Il Parlamento europeo

BRUXELLES – Sulle pessime prospettive per le prossime nomine ai vertici dell’Europa il periodico on line Interris ha pubblicato un’interessante analisi di Luca La Mantia, che riprendiamo.

I risultati delle elezioni sono stati in fondo meno sconvolgenti del previsto, l’ondata sovranista, alla fine, c’è stata, ma non potrà incidere più di tanto sugli scenari futuri. Sia pur mutata in parte, la geografia dell’Europarlamento di Strasburgo resta grosso modo quella, con i partiti tradizionali destinati a farla da padrone quando si tratterà di scegliere il nome di chi occuperà le poltrone più ambite; quelle che muovono i processi decisionali e, quindi, finiscono col l’influenzare le scelte dei governi nazionali, in particolare in ambito economico. E’ lì che si gioca la partita più importante.

Ma un’Italia che esprime, come partito di maggioranza, una Lega fuori dalle principali “famiglie” politiche europee (Ppe, Liberali e Socialisti), quante possibilità ha di vincerla? E’ questa la domanda che occorrerà porsi a partire da oggi, tenuto conto anche delle prime risultanze e indicazioni uscite dal Consiglio europeo.

Il nostro Paese, sinora – lo abbiamo ripetuto più volte e lo ha sottolineato Renzi – occupa tre posizioni chiave: Bce (Mario Draghi), presidenza dell’Europarlamento (Antonio Tajani) e Politica estera e sicurezza comune (Federica Mogherini).
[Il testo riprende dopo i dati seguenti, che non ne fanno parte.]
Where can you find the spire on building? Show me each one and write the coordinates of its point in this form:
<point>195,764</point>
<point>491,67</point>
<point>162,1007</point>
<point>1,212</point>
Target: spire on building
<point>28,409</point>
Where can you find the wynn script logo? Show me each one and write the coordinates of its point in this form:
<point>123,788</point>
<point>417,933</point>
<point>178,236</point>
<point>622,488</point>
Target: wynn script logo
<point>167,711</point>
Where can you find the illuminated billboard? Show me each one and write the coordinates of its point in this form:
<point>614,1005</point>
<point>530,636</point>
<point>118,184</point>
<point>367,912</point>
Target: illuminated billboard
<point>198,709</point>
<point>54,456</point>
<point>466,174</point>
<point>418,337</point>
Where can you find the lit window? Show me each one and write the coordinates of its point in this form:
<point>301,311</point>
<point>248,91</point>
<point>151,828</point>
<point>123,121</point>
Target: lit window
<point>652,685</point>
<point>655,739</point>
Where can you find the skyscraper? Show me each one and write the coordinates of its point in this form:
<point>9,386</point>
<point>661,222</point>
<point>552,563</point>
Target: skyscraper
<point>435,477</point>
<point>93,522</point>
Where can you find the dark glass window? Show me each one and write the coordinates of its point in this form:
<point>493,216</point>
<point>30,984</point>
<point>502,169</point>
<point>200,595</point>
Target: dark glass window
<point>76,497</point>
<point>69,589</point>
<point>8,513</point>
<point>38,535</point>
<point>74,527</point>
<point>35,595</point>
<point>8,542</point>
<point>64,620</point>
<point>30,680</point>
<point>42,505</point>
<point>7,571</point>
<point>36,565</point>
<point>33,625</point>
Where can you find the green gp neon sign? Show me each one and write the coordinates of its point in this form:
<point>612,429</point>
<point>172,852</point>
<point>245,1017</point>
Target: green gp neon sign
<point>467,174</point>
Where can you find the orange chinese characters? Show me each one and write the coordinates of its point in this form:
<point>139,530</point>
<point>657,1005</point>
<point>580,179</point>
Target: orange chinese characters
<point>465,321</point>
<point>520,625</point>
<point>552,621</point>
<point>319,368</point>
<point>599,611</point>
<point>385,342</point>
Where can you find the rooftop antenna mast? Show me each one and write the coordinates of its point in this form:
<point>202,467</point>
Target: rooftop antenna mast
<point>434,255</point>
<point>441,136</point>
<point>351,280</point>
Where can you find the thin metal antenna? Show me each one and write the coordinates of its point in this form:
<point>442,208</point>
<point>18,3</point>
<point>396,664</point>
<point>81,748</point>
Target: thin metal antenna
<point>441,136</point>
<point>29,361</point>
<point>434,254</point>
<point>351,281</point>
Cariche destinate a scadere per decorrenza dei termini – è il caso del presidente della Banca centrale – o perché legate alla durata di una legislatura.

All’esito dell’incontro con il presidente del Consiglio europeo, Donald Tusk, il premier Giuseppe Conte ha reclamato per l’Italia un ruolo primario nel processo di nomine dei vertici istituzionali dell’Ue. Conte, insomma, ha messo le mani avanti, ponendo sul piatto della bilancia il peso storico dell’Italia piuttosto che quello politico. Ma il silenzio del premier dopo la riunione del Consiglio europeo significa in sostanza che difficilmente le richieste italiane verranno accolte.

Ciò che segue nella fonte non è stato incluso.